De forma similar a su accionar diario de trabajo, tras convertirse en presidente de la Asamblea Constituyente de cumplir estrictamente con los tiempos, Fernando Cordero insta esta tarde a los asambleístas a desarrollar su exposición en un máximo de 3 minutos.
La Asamblea Constituyente de Ecuador debatía este jueves el texto final de la propuesta de la nueva Carta Magna, en medio de críticas del presidente Rafael Correa a una parte del articulado y una campaña negativa de la oposición.
Esta tarde, en Montecristi, los 130 asambleístas exponen su postura a favor y en contra del texto final de la Carta Magna.
Una de las primeras sorpresas de la Asamblea es la votación del polémico Rafael Estévez (PSP), quien pese a los cuestionamientos que durante todo el proceso de la Asamblea (ocho meses de gestión) hizo por reclamar el respeto de sus colegas el derecho a hacer escuchar su voz, decidió votar por el Sí a la nueva Constitución.
Nécker Franco y María José de Luca (PAIS), votaron Sí a la nueva Carta Magna.
El alterno del asambleísta Julián García (PRIAN), Roberto Ponce reclamó que a último momento se haya colocado a Dios en la Constitución, lo que consideró como una burla, por lo que su voto fue No.
Gina Godoy (PAIS) resaltó que en la asamblea, de una mayoría oficialista a la que pertenecen han tenido total libertad para responder, por lo que conminó a no tener "una Constitución llenando una biblioteca sino leyéndola", por lo que su voto fue por el Sí.
La sesión arrancó con cortos pero apasionados discursos que evidenciaban la marcada diferencia de fuerzas políticas que guió el trabajo del ente de plenos poderes, controlado por el oficialismo, y los esfuerzos del movimiento político de Correa para aparentar que están unidos.

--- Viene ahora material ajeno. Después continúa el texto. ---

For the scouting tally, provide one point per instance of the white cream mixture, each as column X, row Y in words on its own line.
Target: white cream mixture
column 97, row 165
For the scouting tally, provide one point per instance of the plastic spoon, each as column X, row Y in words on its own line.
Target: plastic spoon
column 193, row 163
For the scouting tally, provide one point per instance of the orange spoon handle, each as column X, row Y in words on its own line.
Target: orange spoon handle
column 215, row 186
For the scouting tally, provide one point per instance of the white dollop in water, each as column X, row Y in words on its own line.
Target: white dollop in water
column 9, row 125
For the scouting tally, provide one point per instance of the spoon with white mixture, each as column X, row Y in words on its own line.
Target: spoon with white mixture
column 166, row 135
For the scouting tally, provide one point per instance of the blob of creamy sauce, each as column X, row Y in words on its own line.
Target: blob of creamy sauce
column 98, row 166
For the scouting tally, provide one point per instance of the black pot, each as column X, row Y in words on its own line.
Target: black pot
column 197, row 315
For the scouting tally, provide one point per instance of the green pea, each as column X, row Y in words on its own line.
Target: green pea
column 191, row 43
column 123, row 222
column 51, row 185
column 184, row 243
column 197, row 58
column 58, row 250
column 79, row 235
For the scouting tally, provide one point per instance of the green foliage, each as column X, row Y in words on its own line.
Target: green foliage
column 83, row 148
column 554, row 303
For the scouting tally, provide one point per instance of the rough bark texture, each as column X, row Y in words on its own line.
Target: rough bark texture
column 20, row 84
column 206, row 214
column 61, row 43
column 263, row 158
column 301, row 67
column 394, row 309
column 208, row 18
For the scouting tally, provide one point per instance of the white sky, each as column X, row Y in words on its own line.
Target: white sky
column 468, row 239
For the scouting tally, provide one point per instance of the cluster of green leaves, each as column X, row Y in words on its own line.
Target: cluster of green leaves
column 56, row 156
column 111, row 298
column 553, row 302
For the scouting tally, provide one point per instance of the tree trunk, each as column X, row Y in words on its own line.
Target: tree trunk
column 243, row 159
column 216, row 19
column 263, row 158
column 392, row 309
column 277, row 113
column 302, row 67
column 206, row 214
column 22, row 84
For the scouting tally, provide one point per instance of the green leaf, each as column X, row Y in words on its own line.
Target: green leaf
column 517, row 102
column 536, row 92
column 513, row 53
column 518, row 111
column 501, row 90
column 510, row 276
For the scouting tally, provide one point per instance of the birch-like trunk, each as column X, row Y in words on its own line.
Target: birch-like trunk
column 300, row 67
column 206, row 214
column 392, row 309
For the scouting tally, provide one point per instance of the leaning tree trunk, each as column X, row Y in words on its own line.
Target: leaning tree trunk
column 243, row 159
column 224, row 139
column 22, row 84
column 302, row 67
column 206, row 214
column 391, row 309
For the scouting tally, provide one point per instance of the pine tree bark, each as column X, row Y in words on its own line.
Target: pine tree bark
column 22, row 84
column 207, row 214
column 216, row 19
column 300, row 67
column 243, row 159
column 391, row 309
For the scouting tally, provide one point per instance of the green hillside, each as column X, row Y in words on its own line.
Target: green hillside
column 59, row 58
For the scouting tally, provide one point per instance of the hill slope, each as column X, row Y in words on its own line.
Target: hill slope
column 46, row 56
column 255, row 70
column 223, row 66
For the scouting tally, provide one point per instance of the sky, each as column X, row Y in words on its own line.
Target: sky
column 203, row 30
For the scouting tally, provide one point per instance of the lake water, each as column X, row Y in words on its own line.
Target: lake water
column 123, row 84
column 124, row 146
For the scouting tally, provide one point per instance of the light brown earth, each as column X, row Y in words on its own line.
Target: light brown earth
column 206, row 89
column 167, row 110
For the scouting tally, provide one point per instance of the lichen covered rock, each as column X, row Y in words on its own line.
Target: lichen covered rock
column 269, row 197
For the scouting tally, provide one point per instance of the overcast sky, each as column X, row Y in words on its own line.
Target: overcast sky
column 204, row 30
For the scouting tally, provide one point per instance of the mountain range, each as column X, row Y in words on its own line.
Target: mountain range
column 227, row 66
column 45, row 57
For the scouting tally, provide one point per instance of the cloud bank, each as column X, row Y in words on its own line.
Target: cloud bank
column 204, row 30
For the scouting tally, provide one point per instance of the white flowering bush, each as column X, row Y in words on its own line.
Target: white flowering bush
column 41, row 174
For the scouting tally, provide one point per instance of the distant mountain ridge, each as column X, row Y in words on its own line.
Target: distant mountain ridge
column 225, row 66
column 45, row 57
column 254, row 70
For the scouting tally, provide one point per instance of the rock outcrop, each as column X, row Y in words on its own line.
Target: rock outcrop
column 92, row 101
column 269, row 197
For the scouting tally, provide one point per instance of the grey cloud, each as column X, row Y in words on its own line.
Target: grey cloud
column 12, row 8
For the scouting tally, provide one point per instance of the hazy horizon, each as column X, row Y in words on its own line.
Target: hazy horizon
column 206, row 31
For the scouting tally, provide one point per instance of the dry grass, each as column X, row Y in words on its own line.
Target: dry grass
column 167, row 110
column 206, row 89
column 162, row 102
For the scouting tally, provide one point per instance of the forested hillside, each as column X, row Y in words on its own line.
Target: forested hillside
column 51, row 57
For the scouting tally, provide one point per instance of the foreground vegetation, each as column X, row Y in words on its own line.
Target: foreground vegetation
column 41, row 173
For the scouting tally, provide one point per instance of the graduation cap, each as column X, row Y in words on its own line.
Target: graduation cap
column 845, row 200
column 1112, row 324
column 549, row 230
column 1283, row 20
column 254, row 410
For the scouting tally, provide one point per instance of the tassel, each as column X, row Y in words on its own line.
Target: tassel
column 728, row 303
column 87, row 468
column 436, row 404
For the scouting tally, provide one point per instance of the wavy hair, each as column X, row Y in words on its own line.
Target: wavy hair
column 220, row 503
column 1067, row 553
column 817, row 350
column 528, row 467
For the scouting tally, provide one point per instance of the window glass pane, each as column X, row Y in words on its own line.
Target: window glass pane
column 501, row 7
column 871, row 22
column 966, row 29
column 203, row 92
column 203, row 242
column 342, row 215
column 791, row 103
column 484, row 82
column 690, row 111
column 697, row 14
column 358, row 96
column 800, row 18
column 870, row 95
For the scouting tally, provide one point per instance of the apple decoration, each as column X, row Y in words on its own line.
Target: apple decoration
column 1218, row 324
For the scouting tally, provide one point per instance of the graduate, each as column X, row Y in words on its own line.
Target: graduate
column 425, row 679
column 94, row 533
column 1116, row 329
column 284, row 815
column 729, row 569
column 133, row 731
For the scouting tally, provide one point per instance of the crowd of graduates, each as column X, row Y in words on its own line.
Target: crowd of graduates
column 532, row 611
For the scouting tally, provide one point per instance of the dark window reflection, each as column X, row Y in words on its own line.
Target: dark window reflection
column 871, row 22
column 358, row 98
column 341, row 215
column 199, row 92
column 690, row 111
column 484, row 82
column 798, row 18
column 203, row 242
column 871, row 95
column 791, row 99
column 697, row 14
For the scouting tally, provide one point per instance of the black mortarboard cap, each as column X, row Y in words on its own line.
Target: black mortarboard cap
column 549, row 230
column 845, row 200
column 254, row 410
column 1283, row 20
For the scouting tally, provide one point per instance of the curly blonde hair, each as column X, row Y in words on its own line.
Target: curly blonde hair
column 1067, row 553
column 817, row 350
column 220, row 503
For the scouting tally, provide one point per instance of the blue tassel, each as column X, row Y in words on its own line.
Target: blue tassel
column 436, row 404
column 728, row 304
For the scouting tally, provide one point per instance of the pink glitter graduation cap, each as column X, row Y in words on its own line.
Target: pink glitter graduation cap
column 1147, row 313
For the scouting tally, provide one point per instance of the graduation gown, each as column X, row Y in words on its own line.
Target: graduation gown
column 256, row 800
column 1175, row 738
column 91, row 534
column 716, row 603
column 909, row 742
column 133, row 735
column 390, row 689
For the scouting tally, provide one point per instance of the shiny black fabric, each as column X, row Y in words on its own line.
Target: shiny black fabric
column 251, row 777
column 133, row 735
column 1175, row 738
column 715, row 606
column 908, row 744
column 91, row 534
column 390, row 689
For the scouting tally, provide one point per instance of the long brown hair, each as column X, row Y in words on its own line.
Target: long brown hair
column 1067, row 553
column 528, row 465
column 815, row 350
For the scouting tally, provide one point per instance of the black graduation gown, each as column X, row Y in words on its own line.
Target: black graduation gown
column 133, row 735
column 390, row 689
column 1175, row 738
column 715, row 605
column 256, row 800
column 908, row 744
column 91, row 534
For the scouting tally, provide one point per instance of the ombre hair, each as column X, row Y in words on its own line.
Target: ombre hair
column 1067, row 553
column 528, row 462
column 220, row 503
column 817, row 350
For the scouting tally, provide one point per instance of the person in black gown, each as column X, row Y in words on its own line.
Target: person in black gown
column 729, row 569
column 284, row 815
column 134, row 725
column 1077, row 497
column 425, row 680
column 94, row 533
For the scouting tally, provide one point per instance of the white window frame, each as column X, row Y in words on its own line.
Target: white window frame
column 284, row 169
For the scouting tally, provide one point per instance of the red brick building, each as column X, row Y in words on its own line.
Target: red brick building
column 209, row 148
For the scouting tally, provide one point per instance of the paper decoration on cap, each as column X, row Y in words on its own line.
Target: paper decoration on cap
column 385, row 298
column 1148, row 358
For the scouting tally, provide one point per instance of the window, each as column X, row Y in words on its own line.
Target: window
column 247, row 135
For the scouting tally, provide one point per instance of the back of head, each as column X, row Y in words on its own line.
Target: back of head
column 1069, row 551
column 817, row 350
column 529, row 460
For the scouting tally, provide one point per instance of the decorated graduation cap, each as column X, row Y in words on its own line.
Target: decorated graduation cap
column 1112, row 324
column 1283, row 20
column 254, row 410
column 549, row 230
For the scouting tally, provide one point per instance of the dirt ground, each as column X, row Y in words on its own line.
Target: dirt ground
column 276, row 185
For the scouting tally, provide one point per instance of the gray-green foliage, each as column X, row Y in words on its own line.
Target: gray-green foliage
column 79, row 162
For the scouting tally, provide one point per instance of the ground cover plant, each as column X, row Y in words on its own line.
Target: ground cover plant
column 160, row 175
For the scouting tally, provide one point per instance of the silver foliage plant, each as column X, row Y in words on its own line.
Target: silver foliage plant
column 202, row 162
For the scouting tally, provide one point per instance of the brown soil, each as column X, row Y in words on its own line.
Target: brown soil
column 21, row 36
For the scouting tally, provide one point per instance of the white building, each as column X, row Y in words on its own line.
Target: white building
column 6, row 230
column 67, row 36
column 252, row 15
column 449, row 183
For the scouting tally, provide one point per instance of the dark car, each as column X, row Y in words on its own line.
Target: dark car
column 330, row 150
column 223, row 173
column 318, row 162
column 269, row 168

Tras pasar el pleno, la propuesta de Constitución deberá ser sometida a un referendo para que los ecuatorianos ratifiquen lo actuado por los 130 asambleístas, quienes durante ocho meses redactaron unos 444 artículos.
La propuesta constitucional incluye cambios clave que llevarán a un mayor control estatal en la economía, menos participación de partidos políticos en entes públicos y una reelección inmediata para el Presidente.
Sin embargo, el trabajo no convence totalmente a Correa, quien calificó como "barbaridades" a parte del articulado y acusó a una veintena de asambleístas de haber defendido intereses particulares en desmedro del proyecto político.
"Debo reconocer pública y abiertamente que tengo una agenda propia, individual, propositiva (...) que hemos acordado con el presidente Correa", dijo el ex titular de la asamblea Alberto Acosta, quien fue acusado por el mandatario de liderar ese grupo.
Con la entrega del texto constitucional, la Asamblea entra en un receso hasta la realización del referendo, para luego reunirse e integrar el "congresillo" que extenderá sus funciones hasta las elecciones generales del 2009.